A Facebook site set up to support him:

http://www.facebook.com/group.php?gid=116352405041814&ref=mf


----------



## eriskay (Mar 26, 2006)

As you say, James, it beggars belief, someone wants to get a grip and sort this out.


----------



## Naytikos (Oct 20, 2008)

Presumably this utterance was over the radio, (for it to have been overheard by a member of the public) and therefore was in breach of the radio regulations. Some action must be taken, otherwise why have the regs at all?

Personally I see no need to use that kind of language; it merely demonstrates the limitations of the speaker's vocabulary. No matter how frustrated or annoyed an individual may be, the English language is sufficiently rich that there should be no need to resort to swearing/cursing/profanity.
I realise this is an unfashionable point of view and await the firestorm to come.


----------



## slick (Mar 31, 2006)

All,
Expletive deleted!!

Yours aye,
slick


----------



## Pat Thompson (Jan 25, 2006)

Greetings,

As my grandfather used to say, "The use of bad language shows a lack of vobloodycabulary".

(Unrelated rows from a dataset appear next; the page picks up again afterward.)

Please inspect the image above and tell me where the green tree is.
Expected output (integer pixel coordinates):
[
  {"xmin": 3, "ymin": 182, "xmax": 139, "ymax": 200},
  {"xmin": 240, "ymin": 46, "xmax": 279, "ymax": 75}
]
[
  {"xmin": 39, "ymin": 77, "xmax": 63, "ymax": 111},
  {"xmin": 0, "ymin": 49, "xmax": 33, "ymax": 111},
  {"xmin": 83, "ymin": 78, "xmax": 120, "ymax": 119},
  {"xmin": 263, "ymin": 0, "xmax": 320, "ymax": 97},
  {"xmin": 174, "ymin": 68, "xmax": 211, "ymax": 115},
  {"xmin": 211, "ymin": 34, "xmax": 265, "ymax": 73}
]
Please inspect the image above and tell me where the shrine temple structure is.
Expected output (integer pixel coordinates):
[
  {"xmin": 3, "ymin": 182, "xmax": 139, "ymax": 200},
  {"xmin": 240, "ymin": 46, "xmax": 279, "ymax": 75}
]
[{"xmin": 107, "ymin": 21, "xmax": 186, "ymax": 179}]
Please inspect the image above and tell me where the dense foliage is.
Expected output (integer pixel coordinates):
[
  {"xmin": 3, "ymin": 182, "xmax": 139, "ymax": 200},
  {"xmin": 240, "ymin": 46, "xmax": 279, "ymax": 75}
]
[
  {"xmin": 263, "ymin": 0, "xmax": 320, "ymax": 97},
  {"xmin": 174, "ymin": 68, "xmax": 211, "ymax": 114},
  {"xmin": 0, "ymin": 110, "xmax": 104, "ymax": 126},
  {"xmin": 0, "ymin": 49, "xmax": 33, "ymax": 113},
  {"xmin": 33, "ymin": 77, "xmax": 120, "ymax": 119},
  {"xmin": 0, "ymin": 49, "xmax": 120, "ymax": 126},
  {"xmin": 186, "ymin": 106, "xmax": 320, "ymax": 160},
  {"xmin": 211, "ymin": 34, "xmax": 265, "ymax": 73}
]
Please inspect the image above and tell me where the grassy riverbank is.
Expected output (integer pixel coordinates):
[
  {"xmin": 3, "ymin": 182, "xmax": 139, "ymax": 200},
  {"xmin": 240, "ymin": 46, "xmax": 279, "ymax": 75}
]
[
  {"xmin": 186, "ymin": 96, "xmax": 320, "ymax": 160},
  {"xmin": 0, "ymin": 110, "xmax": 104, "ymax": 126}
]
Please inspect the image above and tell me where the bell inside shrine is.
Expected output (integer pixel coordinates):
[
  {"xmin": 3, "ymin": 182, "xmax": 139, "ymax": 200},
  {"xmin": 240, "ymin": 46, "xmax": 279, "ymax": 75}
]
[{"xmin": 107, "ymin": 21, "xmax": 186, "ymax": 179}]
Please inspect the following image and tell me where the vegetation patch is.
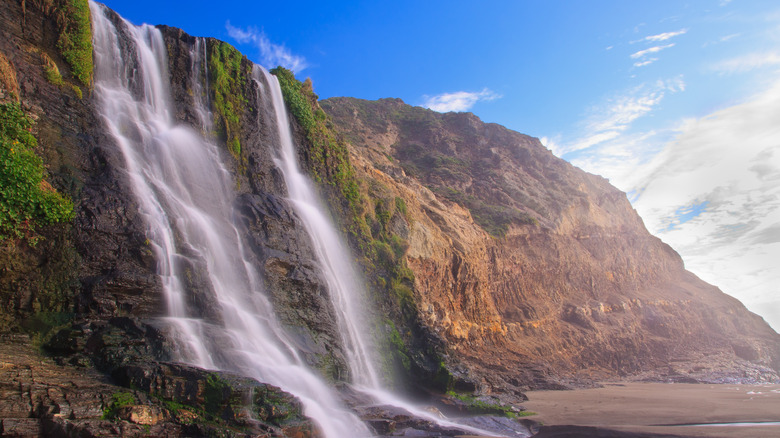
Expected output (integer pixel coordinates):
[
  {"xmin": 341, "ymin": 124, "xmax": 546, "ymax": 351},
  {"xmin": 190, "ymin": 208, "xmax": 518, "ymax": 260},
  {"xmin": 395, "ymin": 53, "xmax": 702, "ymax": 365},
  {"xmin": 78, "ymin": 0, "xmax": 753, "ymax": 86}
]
[
  {"xmin": 447, "ymin": 391, "xmax": 536, "ymax": 418},
  {"xmin": 29, "ymin": 0, "xmax": 94, "ymax": 88},
  {"xmin": 271, "ymin": 67, "xmax": 446, "ymax": 386},
  {"xmin": 0, "ymin": 102, "xmax": 73, "ymax": 245},
  {"xmin": 207, "ymin": 38, "xmax": 251, "ymax": 158},
  {"xmin": 101, "ymin": 392, "xmax": 136, "ymax": 420},
  {"xmin": 57, "ymin": 0, "xmax": 94, "ymax": 88}
]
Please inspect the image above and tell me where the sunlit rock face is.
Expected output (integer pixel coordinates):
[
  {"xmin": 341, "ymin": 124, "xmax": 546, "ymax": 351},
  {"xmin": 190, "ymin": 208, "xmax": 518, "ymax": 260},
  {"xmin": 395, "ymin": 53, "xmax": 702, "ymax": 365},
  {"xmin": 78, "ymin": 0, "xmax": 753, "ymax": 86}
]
[{"xmin": 322, "ymin": 98, "xmax": 780, "ymax": 391}]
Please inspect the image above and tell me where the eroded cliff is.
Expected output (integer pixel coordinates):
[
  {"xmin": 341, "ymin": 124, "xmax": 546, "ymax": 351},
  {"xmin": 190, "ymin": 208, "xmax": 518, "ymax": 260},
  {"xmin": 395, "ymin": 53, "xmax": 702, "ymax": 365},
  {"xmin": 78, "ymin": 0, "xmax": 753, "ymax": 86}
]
[
  {"xmin": 322, "ymin": 98, "xmax": 780, "ymax": 391},
  {"xmin": 0, "ymin": 0, "xmax": 780, "ymax": 436}
]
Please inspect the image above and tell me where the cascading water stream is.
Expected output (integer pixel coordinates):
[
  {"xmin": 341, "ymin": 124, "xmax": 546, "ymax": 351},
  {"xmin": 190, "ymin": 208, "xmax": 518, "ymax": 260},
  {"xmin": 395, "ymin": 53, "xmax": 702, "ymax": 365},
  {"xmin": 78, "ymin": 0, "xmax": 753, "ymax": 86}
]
[
  {"xmin": 253, "ymin": 65, "xmax": 380, "ymax": 388},
  {"xmin": 253, "ymin": 65, "xmax": 506, "ymax": 436},
  {"xmin": 90, "ymin": 2, "xmax": 369, "ymax": 438}
]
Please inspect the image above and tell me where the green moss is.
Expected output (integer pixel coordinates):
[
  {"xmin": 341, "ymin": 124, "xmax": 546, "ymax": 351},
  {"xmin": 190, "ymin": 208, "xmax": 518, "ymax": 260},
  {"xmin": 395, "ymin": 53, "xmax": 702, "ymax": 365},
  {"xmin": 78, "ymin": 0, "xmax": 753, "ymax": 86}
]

Naytikos you are quite correct regarding swearing over the air and also why have regulations and not apply them. In this case perhaps the pressure of prevailing cir***stances should perhaps have been taken into account.

And finally it appears that the lady in question was employed by the Marine and Coastguard Agency the very same organisation that actively ignores breaches the Collregs where the required maintenance of a lookout is concerned thus displaying biblical levels of hypocracy.


----------



## tell (Feb 12, 2005)

It seems these regulations haven't reached BBC as yet


----------



## JoK (Nov 12, 2006)

Very one sided story, is it not? 63 year old mariner, dealing with a woman staff member? There is more to this story than what was in the article IMO.


----------



## G0SLP (Sep 4, 2007)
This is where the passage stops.